The results for whilst are instructive. Ngram shows a steady decline in American English from about 1810 till 1990 (my provisional date for the beginning of the not one-off-Britishisms trend!) and from then till now a flat line. But Google Trends shows a steady increase starting at the beginning of 2008.

[S]ince many of us do our talking whilst driving, might they consider coming up with a mobile phone that only works in the house, while we’re not spewing emissions along with our hot air? [Matt Richtel, New York Times “Bits” blog, August 22, 2007)/Whilst scouring my mental vault of classroom distractions this past week, I recalled a favorite past time of my youth. Before Facebook and Minecraft, when Netscape Navigator was the browser of choice among proto-hipsters, Cartoon-Network.com ruled my leisure. (Daily Princeonian, blog. April 4, 2011)

13 responses to ““Whilst”

  1. George Simonson

    Ben — It seems clear to me that many writers who use “whilst” in the modern era are doing so consciously as a style flourish, indeed generally to be amusing (although undoubtedly there are many among them who are simply pompous and don’t know it — i.e., they’re NOT aiming to be amusing). So to me, the word is basically fine. And yes, NGRAM is a gem.

  2. Colin Mongardi

    The links in the second paragraph both show Ngram results

  3. In 1989, I began buying imported Doctor Who Magazine back issues from a local bookstore (ca. 1985-1992). Many issues contained the word “whilst.” Meanwhile, I didn’t notice it ever being used in British TV shows, not even Blackadder. I came to the conclusion that it was a wonkish hypercorrection, or as George Simonson says, an amusing style choice. For an American to use “whilst,” I would perceive it only as a deliberate affectation.
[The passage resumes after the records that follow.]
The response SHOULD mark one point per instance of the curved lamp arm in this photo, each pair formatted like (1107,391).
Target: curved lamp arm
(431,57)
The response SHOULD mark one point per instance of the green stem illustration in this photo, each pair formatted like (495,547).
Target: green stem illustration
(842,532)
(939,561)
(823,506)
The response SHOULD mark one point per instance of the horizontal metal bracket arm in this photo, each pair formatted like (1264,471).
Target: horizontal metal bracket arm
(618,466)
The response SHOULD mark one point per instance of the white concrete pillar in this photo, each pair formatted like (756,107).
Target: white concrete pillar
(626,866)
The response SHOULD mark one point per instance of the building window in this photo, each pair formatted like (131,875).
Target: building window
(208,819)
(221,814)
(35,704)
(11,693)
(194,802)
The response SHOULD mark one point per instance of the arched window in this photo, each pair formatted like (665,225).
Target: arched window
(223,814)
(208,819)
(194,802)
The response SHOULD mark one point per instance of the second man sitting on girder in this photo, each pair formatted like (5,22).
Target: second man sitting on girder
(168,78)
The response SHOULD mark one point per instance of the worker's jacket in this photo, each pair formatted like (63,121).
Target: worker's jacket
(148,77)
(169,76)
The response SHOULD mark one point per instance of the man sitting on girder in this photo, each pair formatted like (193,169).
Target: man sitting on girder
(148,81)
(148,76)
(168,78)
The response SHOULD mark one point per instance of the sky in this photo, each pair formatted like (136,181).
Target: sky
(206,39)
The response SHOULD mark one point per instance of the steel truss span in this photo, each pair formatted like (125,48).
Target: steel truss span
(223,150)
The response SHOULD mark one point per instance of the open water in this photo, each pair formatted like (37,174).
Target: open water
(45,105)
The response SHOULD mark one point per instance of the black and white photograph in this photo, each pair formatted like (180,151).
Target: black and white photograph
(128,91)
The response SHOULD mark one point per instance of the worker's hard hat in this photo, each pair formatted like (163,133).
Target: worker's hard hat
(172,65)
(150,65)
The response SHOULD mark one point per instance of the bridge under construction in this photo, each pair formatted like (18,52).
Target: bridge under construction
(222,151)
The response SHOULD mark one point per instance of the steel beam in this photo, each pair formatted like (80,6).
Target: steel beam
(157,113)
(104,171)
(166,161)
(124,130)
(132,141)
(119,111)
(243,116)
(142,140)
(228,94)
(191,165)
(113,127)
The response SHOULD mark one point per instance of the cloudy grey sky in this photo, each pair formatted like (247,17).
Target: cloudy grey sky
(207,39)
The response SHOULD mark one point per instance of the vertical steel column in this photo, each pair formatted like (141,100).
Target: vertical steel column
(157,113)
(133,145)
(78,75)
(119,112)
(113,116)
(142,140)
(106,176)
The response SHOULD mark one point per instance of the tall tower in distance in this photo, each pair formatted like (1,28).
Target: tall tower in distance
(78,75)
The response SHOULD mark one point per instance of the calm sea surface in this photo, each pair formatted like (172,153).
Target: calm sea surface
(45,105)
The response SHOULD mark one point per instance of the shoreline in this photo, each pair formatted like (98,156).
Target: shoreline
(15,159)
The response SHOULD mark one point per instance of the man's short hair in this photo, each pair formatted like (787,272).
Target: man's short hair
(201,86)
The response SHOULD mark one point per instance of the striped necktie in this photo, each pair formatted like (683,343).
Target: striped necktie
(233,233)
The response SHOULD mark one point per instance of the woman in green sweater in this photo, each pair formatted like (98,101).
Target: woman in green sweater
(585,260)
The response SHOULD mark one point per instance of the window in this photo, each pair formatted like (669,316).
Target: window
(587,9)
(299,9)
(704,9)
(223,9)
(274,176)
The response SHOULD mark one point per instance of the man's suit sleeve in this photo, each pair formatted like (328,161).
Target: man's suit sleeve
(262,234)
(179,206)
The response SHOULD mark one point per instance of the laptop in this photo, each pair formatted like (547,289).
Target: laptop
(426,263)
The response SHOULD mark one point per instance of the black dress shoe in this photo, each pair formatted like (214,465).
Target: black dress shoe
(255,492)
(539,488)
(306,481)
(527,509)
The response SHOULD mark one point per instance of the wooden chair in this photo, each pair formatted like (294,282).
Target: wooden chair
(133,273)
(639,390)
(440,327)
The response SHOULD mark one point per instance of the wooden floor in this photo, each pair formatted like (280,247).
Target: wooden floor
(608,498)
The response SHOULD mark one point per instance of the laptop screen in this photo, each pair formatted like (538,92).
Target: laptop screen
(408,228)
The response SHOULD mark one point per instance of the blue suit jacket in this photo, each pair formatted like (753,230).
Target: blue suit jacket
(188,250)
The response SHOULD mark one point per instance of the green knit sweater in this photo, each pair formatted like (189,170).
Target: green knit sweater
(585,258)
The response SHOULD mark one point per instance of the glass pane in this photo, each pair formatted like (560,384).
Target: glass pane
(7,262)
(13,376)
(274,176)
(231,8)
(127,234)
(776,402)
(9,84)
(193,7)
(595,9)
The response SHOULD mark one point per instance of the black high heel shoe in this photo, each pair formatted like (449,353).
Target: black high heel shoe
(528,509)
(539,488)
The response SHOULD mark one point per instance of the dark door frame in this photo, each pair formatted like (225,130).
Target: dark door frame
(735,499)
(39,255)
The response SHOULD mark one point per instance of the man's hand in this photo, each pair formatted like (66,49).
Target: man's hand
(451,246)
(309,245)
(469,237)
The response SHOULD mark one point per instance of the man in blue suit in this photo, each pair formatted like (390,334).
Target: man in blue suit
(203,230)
    • I’m not sure I agree on the wonkish hypercorrection issue. My undergraduate students, who are definitely not affected, almost always use “amongst” and “amidst” instead of the st-less American versions, and let out with a whilst now and then.

  4. In England, as far as I can see, “while/whilst” and “among/amongst” are used indifferently. I use one or the other without any conscious choice, and can’t detect any rule. “Amid”, however, sounds a little poetic for ordinary speech, and its use would be a matter of deliberate choice, whereas “amidst” attracts no attention.

  5. It’s a word Madonna and Britney would’ve used back when they were affecting English accents.

  6. Plenty of younger Americans are actually using “whilst” because they think it is more correct or formal. So, it is hypercorrection. Maybe not amongst your grad students, for whom it’s a “posh” affectation. I am 99% certain this particular NOOB is spreading among teens and young adults in the US almost entirely because of Wikipedia. Innumerable British editors of that site also feel it is somehow more formal, and use it incessantly, even when writing about decidedly prosaic topics like football (soccer) and punk bands. Because of the WP’s “varieties of English” guideline (WP:ENGVAR for short), most other editors are afraid to change it to “while”. I’m not among them. (Note that was not “amongst”.) The -st is simply a redundant archaism, and can be safely dropped in any register in any dialect of the English.

    • For what it’s worth, Google gives 133,000 hits for “whilst” on wikipedia.org, and 8.7 million for “while”. That’s a ratio of 65:1

      • @dw: That demonstrates that plenty of British people also know the -st is simply a colloquial archaism that has survived in a few UK regional dialects and died out in the rest of them, including throughout most of the Commonwealth.

  7. …language. (Cor blimey, I s’pose I ought to sort of proofread before queuing up me comments, guv. I actually used to talk like that – I learned to read and write in Oxfordshire before moving to New Mexico.)

  8. In London, when a bus pauses en route as a driver ends his/her shift and we wait for a replacement, the dot matrix display and recorded announcement is ‘Bus will wait here whilst drivers are changed’. It has joined ‘Mind the Gap’ as a distinctive phrase. (And is that a peculiarly British use of ‘mind’??)